Dr. Zvonimir Peric, Julius-Kühn-Institut, stellte ein vom JKI entwickeltes solches Gridzellen-Modell vor, das durch Integration verschiedenster Datenquellen in einem „digitalen Zwilling“ des urbanen Raumes münden könnte und so Planungsentscheidungen für unterschiedliche Zielgruppen nachvollziehbar machen könnte. Auf diese Weise könnte Raum für urbane Landwirtschaft leichter und unter Reduzierung von Zielkonflikten mit der grünen Infrastruktur gefunden werden.

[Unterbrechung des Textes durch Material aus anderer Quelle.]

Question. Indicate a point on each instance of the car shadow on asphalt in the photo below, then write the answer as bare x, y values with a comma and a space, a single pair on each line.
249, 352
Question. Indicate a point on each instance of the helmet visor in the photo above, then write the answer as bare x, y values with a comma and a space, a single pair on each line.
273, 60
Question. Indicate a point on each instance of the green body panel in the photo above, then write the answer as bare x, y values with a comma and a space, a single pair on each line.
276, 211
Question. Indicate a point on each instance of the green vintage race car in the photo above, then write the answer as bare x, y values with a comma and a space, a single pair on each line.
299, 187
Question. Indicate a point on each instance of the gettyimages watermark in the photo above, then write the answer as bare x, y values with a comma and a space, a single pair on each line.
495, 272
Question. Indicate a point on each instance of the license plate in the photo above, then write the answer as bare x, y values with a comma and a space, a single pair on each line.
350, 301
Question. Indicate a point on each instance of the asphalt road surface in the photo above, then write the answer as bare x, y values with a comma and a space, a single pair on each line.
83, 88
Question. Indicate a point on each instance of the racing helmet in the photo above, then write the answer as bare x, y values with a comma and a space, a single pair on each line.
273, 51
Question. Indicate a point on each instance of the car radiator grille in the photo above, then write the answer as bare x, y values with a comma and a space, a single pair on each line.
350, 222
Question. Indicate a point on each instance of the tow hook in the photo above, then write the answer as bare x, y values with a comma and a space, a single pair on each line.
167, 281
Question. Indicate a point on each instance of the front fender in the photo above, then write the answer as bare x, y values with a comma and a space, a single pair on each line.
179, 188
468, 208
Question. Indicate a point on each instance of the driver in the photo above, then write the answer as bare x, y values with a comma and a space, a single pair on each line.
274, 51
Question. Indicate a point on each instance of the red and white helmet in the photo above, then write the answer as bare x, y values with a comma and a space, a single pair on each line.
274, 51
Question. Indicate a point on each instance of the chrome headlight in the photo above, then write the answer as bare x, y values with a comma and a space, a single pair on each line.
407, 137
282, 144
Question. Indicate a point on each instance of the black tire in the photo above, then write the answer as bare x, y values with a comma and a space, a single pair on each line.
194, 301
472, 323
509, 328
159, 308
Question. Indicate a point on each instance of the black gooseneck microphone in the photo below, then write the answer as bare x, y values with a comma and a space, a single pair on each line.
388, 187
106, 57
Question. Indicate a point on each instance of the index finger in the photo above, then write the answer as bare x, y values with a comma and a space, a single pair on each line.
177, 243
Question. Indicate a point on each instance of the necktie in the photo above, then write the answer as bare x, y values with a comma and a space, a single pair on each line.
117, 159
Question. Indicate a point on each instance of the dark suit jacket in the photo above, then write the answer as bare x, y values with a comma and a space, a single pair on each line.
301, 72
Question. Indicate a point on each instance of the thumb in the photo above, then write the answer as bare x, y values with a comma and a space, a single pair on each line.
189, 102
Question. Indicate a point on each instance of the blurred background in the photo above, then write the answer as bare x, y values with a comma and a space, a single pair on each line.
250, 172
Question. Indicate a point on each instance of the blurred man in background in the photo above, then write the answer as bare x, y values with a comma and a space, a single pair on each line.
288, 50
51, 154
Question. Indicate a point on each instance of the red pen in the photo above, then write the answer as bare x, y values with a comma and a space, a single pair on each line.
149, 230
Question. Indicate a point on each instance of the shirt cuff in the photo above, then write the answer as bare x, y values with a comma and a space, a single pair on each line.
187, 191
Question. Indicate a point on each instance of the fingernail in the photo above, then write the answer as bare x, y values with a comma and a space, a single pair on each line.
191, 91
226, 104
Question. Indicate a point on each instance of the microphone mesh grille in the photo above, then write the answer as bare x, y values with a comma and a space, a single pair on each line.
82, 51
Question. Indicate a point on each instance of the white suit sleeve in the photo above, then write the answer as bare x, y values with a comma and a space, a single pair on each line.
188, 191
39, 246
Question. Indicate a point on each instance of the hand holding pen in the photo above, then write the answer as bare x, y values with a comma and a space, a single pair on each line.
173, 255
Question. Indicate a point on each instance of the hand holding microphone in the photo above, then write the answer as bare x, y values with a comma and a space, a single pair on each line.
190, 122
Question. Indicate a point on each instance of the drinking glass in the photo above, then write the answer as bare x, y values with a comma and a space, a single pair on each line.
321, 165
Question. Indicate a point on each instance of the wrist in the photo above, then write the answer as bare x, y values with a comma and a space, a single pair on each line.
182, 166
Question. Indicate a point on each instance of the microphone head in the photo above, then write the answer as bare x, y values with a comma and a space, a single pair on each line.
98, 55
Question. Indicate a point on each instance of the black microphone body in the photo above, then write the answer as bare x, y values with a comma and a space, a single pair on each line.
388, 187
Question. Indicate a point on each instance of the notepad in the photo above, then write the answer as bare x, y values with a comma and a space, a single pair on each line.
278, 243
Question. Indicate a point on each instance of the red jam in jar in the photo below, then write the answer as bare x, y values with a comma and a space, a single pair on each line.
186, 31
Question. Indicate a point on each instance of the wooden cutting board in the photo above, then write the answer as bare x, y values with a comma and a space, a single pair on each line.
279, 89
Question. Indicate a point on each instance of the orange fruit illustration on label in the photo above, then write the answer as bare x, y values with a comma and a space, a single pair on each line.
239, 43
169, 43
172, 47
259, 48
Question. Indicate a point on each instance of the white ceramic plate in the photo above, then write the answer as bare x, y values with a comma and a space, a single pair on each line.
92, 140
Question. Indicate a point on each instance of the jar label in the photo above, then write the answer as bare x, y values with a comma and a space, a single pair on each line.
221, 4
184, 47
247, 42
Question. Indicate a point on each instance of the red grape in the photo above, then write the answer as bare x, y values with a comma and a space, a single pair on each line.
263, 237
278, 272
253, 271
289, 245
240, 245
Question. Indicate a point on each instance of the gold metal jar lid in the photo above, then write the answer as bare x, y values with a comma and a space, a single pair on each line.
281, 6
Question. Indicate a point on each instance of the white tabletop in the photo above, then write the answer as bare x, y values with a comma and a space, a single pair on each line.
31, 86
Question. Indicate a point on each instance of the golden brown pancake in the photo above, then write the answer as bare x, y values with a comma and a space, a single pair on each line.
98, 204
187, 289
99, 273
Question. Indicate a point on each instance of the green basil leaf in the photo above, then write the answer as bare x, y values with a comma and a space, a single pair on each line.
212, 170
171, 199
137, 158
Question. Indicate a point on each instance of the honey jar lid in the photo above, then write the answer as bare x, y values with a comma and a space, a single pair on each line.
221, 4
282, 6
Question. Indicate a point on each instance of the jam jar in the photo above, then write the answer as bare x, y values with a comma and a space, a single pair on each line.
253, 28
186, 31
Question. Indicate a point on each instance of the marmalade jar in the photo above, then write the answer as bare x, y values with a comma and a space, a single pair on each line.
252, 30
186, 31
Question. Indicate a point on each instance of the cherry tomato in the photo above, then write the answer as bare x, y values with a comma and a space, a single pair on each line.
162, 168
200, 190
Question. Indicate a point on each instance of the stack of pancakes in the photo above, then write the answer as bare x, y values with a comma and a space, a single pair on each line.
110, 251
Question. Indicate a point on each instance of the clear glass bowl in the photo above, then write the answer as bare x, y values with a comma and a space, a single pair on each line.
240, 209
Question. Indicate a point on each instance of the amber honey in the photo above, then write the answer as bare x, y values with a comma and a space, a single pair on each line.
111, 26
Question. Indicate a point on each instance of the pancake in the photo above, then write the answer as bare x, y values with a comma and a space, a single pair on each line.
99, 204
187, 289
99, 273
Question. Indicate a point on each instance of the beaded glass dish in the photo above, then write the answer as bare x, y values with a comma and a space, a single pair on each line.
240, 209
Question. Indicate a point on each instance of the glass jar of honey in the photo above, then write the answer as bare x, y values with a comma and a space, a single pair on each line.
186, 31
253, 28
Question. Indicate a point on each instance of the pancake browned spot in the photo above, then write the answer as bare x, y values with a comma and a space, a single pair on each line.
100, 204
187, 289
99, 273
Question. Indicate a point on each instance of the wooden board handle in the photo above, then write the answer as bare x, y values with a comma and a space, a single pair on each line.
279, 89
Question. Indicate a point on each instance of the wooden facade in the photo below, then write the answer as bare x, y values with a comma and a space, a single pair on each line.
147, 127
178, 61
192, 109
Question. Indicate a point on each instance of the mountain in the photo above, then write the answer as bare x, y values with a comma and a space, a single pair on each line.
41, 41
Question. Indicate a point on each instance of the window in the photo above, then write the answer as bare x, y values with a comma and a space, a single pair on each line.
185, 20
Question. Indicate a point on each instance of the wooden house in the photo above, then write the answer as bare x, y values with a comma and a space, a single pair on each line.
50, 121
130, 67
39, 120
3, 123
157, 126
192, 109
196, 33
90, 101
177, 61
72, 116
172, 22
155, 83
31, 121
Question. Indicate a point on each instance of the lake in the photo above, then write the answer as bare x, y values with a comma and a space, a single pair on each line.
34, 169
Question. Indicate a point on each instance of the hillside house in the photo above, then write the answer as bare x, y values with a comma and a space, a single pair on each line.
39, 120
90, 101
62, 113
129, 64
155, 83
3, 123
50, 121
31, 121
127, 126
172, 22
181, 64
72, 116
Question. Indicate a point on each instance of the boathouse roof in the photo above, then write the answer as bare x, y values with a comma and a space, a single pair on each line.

Insgesamt stimmten die Teilnehmer*innen des Fachsymposiums überein, dass die Abgrenzung der unterschiedlichen Räume wichtig für Landschafts- und Stadtplanung, aber auch für statistische Zwecke mit dem Fokus auf urbane Landwirtschaft ist.

Die produktive, grüne Infrastruktur: Konkurrenz und Ergänzung für Grün­flächen vor und in der Stadt

Die urbane Landwirtschaft kann ökonomische, ökologische und soziale Ökosystemleistungen erbringen, so Frau Dr. Annette Piorr, Leibniz-Zentrum für Agrarlandwirtschaftsforschung e. V., Müncheberg, die Biodiversität in der Stadt fördern, die Klimaresilienz von Städten erhöhen, das soziale Miteinander in den Quartieren verbessern und vielfältige Ernährungs- und Bildungsaspekte bergen (Potschin et al., 2010; Haines-Young et al., 2012). Betrachtet man aber die Leistungen des Stadtgrüns (z. B. die Kühlungsleistung der Bäume) im Vergleich zur ruralen Vegetation (Schwaab et al., 2021), so sind die Ökosystemleistungen der urbanen Landwirtschaft als geringer anzunehmen. Es gäbe unterschiedliche Transformationspfade für den intra- und peri-urbanen Raum mit unterschiedlichen Logiken. Nahrungsproduktion sei das Allein­stellungsmerkmal der urbanen Landwirtschaft. Doch müssten Lösungen zum Ausgleich von Interessenkonflikten zwischen gewinnorientierten und gemeinwohlorientierten Akteuren vor dem Hintergrund immer eingeschränkterer Ressourcen gefunden werden. Es gäbe insofern Bedarfe nach gekoppelten Ökosystemleistungen, Planungen und Beteiligungsverfahren.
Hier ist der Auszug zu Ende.